Le procès de la banque UBS est "emblématique, mais c'est la partie visible de l'iceberg et ces pratiques continuent"

Éric Bocquet, sénateur PCF du Nord, est revenu, lundi soir pour franceinfo, sur le procès de la banque suisse UBS qui s'est ouvert à Paris.

La banque suisse UBS, le 22 janvier 2018 à Zurich (Suisse).
La banque suisse UBS, le 22 janvier 2018 à Zurich (Suisse). (MICHELE LIMINA / AFP)

"Ce procès a une valeur importante, il faudra suivre son évolution de près", a déclaré lundi 8 octobre sur franceinfo, Éric Bocquet, sénateur PCF du Nord, rapporteur en 2013 de la Commission d’enquête du Sénat sur l’évasion fiscale, alors que la banque suisse UBS spécialisée dans la gestion de fortune est jugée depuis lundi devant le tribunal correctionnel de Paris.

La banque est accusée d'avoir mis en place un vaste système de fraude fiscale entre 2004 et 2012 qui profitait à de riches contribuables français. Près de 10 milliards d'euros auraient échappé au fisc et six responsables de la banque doivent en répondre devant la justice. La maison-mère d'UBS et sa filiale française sont également jugées dans ce procès.

franceinfo : En quoi ce procès d'UBS à Paris est-il emblématique ?

Éric Bocquet : Emblématique, c'est le mot, d'abord par la nature de cette banque suisse, l'une des plus grandes banques mondiales qui est dans le top 10 avec ce système qui a été mis en place de manière très ingénieuse pour détourner du budget des États, et notamment de la France, des milliards d'euros. J'ai eu l'occasion, dans le cadre de la commission d'enquête au Sénat, de rencontrer Nicolas Forissier, Stéphanie Gibaud dont les révélations ont permis que ce procès se tienne. Ce sont des lanceurs d'alerte qui ont permis la révélation de la vérité. Je pense aussi au livre d'Antoine Peillon qui a permis, dès 2012, de révéler toute la mécanique à l'œuvre. Il faut avancer à des solutions internationales, il y a 200 États dans le monde, et c'est à ce niveau-là qu'il faut attaquer les sujets en mettant dans le coup l'ONU, le FMI, la Banque mondiale.

Pensez-vous que ce procès n'aurait jamais pu avoir lieu il y a 10 ou 15 ans ?
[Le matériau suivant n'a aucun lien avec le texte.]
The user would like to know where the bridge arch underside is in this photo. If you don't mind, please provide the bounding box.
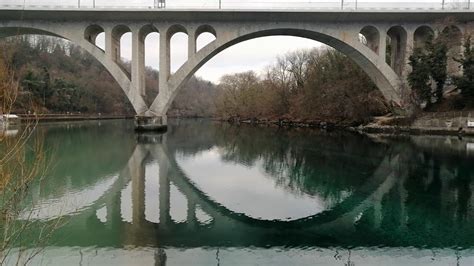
[161,26,403,115]
[0,25,147,115]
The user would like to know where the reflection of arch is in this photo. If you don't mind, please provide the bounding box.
[387,26,407,76]
[414,25,434,49]
[0,25,148,115]
[359,25,380,53]
[151,26,403,115]
[17,134,399,248]
[158,142,396,229]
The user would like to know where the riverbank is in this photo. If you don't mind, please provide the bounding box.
[218,111,474,137]
[19,114,134,123]
[355,111,474,137]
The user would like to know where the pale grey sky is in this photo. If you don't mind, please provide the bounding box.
[3,0,464,83]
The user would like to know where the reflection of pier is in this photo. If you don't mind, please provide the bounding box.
[52,133,405,249]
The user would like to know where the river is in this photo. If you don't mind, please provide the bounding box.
[4,119,474,265]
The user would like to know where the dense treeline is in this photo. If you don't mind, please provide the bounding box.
[6,36,134,114]
[0,36,217,116]
[215,48,390,125]
[408,25,474,110]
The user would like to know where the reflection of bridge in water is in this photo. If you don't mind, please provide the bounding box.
[52,132,406,249]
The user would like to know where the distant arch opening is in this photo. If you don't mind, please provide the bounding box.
[141,25,160,104]
[169,29,188,73]
[196,25,217,52]
[359,26,380,54]
[112,25,132,74]
[84,25,105,51]
[442,25,463,76]
[414,26,434,49]
[386,26,407,76]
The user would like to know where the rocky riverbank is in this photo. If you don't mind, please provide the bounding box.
[219,111,474,137]
[355,111,474,137]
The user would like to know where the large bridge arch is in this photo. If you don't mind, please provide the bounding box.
[150,25,404,116]
[0,24,148,115]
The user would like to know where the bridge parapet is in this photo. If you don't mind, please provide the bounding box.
[0,1,473,11]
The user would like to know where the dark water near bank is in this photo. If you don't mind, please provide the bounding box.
[7,119,474,265]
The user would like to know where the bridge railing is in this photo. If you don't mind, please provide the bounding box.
[0,0,472,11]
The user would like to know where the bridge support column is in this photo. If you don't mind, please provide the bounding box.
[379,31,387,62]
[105,28,120,63]
[135,29,169,131]
[132,28,146,97]
[402,30,414,81]
[188,29,196,57]
[134,28,172,132]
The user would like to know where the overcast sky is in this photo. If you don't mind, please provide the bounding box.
[4,0,465,83]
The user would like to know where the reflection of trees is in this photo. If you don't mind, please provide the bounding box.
[169,121,474,248]
[357,139,474,248]
[169,120,389,204]
[32,120,136,198]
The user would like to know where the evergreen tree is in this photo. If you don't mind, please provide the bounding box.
[426,36,448,103]
[454,36,474,104]
[408,47,432,106]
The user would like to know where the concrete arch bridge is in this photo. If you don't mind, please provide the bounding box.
[0,9,473,128]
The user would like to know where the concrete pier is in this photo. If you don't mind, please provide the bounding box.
[134,116,167,132]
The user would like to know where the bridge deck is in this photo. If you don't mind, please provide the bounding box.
[0,8,473,22]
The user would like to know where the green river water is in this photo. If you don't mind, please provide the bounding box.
[3,119,474,265]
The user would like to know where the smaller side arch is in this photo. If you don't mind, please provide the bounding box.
[387,25,408,76]
[110,25,132,74]
[167,25,189,73]
[195,25,217,38]
[442,25,463,76]
[414,25,434,49]
[84,24,104,47]
[139,24,159,41]
[195,25,217,52]
[359,25,380,54]
[167,24,188,39]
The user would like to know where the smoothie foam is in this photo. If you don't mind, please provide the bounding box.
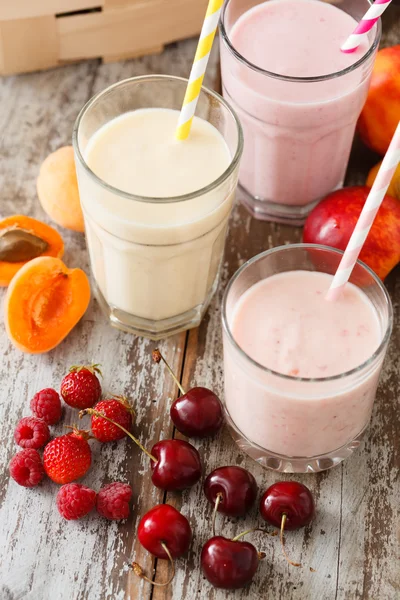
[231,271,381,379]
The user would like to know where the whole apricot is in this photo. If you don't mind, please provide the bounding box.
[367,161,400,201]
[357,45,400,156]
[37,146,84,233]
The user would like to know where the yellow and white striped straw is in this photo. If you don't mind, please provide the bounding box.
[175,0,224,141]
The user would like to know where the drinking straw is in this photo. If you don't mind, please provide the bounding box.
[327,122,400,301]
[341,0,393,53]
[175,0,224,141]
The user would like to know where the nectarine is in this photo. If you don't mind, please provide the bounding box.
[303,186,400,280]
[357,45,400,156]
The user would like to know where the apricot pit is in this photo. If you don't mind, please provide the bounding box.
[0,215,64,286]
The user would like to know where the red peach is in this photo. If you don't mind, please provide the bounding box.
[303,186,400,280]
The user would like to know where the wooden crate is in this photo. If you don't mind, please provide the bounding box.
[0,0,209,76]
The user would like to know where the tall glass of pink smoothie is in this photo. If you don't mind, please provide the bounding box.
[220,0,381,224]
[222,245,392,473]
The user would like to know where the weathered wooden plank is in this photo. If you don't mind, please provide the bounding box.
[152,9,400,600]
[0,38,220,600]
[153,201,343,600]
[0,58,174,600]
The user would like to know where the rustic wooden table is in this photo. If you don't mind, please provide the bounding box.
[1,11,399,600]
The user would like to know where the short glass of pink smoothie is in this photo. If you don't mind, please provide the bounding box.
[222,245,392,473]
[220,0,381,224]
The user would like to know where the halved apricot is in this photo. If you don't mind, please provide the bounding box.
[0,215,64,286]
[5,257,90,354]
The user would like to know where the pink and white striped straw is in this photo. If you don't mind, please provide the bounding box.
[327,122,400,301]
[341,0,392,53]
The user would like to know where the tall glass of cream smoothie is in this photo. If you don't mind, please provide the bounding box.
[73,76,243,339]
[222,245,392,473]
[220,0,381,224]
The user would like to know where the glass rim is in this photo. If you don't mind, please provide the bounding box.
[219,0,382,84]
[72,74,244,204]
[222,243,393,384]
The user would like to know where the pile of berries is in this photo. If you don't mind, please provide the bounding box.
[8,353,317,591]
[9,365,133,522]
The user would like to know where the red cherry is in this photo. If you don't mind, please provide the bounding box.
[204,466,258,517]
[151,440,202,491]
[152,349,223,438]
[259,481,315,530]
[137,504,192,558]
[201,536,262,589]
[132,504,192,588]
[260,481,315,567]
[80,410,202,492]
[170,387,223,438]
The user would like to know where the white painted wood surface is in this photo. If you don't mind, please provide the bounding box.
[0,28,399,600]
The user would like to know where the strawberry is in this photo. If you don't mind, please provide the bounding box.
[91,396,135,443]
[43,428,92,484]
[61,364,102,410]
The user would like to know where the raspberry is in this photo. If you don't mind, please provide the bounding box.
[14,416,50,449]
[91,397,134,443]
[96,482,132,520]
[30,388,62,425]
[9,449,45,487]
[57,483,97,520]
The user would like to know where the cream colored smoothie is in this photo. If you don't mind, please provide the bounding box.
[223,268,387,461]
[75,99,240,337]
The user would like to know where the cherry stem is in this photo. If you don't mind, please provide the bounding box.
[212,492,223,537]
[153,349,186,396]
[280,514,301,568]
[231,527,275,542]
[131,542,175,587]
[79,409,157,463]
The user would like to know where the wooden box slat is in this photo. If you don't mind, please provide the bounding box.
[0,0,208,75]
[0,1,103,21]
[0,16,58,76]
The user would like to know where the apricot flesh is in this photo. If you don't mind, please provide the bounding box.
[37,146,84,233]
[5,257,90,354]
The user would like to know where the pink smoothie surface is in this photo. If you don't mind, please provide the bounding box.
[229,0,368,78]
[223,270,383,457]
[231,271,381,378]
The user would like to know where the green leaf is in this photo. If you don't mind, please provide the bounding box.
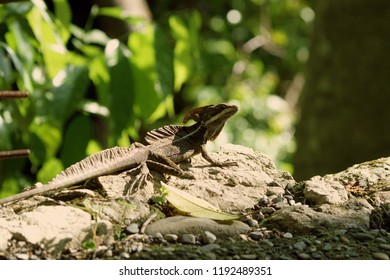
[128,24,161,119]
[162,182,240,221]
[60,114,91,168]
[105,39,134,144]
[169,11,201,91]
[48,65,89,124]
[37,157,63,184]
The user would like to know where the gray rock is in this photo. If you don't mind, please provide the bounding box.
[145,216,250,238]
[378,244,390,251]
[202,231,217,244]
[283,232,293,239]
[249,231,265,241]
[293,241,307,251]
[297,253,311,260]
[179,234,196,244]
[125,223,139,234]
[352,233,375,242]
[164,234,178,242]
[372,252,389,260]
[303,176,348,205]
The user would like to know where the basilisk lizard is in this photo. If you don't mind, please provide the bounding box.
[0,104,238,206]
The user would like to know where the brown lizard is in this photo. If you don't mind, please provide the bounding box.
[0,104,238,206]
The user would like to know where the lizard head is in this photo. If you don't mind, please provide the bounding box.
[183,104,238,141]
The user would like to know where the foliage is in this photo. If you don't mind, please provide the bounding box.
[0,0,311,195]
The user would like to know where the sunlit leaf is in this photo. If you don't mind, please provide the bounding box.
[37,157,63,184]
[162,182,240,221]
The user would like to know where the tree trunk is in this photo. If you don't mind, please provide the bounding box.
[293,0,390,180]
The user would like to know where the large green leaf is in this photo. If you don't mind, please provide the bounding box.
[60,114,91,168]
[169,11,201,92]
[47,65,90,125]
[105,39,134,144]
[128,24,160,119]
Je pense effectivement que ce procès n'aurait pas eu lieu. Aujourd'hui, le sujet de l'évasion fiscale est devenu incontournable dans le débat public grâce au travail des lanceurs d'alerte et des journalistes d'investigation. Aujourd'hui, plus personne ne peut dire qu'on ignore la réalité et les conséquences énormes pour le budget des nations de l'évasion fiscale internationale. Ce procès a une valeur importante, il faudra suivre son évolution de près. Malheureusement, de nombreuses banques, y compris des banques françaises, disposent de filiales dans les paradis fiscaux où l'opacité règne, où on crée des trusts, où on institue des sociétés avec des prête-noms. Tout n'est pas réglé, et ce procès est tout à fait emblématique, mais je crois que c'est la partie visible de l'iceberg et ces pratiques continuent malheureusement.

Quel est l'enjeu pour vous. Ce procès peut-il permettre d'autopsier le système qui a été mis en place et de punir une société qui a mis en place de tels montages ?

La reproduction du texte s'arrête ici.